遠い親戚の娘を、なんの見返りもなく引き取ってくれる善人など、そもそもこの世にはいないのかもしれない──、と。
そんな亜美だが、この屋敷から逃げ出すことを一度も考えたことがないかというと、決してそうではなかった。
事実、学校にいる間は自由の身である。
教師に相談することも考えたが、自身が性的暴行を受けていることを打ち明ける勇気がなかった。
では、ほかの親族に助けを求めては?
交番にでも駆け込んでみるのはどうだろう。
いくつ選択肢が浮かばうとも、結局は同じ理由で躊躇してしまう。
亜美はもう、れっきとした "性的暴行の被害者" だった。
決して他人に知られてはいけない秘密を抱えてしまったのだ。
両親が死ぬまで何不自由なく育ってきたことも災いしていた。
仮に今武田家を飛び出したとして、そのあとをどうやって生きていけばよいのか、まだ15歳の亜美にはまったく見当もつかなかった。
さらに亜美は今どき珍しく、スマートフォンを所有していない。
それは親の教育方針でもあったのだが、亜美もこれまで特段不都合を感じてはいなかった。
そのため、インターネットで情報を得ることもできない。
こんな秘密を抱えていては、意識的にクラスメイトとも距離を置いてしまうのも仕方ないことだった。

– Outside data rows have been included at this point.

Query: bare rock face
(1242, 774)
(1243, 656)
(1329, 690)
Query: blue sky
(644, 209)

なにがきっかけとなり、自分の置かれている状況がバレてしまうか分からない。
あんなおぞましい行為に及んでいることがもし他人に知れ渡りでもしたら──、亜美はそのことがもっとも恐ろしかったのだ。
(もし、仮にここから逃げ出すにしても…──)
もっと綿密な計画を練らなければ、と亜美はどこか冷静な部分もあった。
中途半端に行動することがもっとも危険であると、もともと賢い亜美は理解していたのかもしれない。
しかし、時にこの冷静さが仇になってしまうことも──、人生にはあるのかもしれない。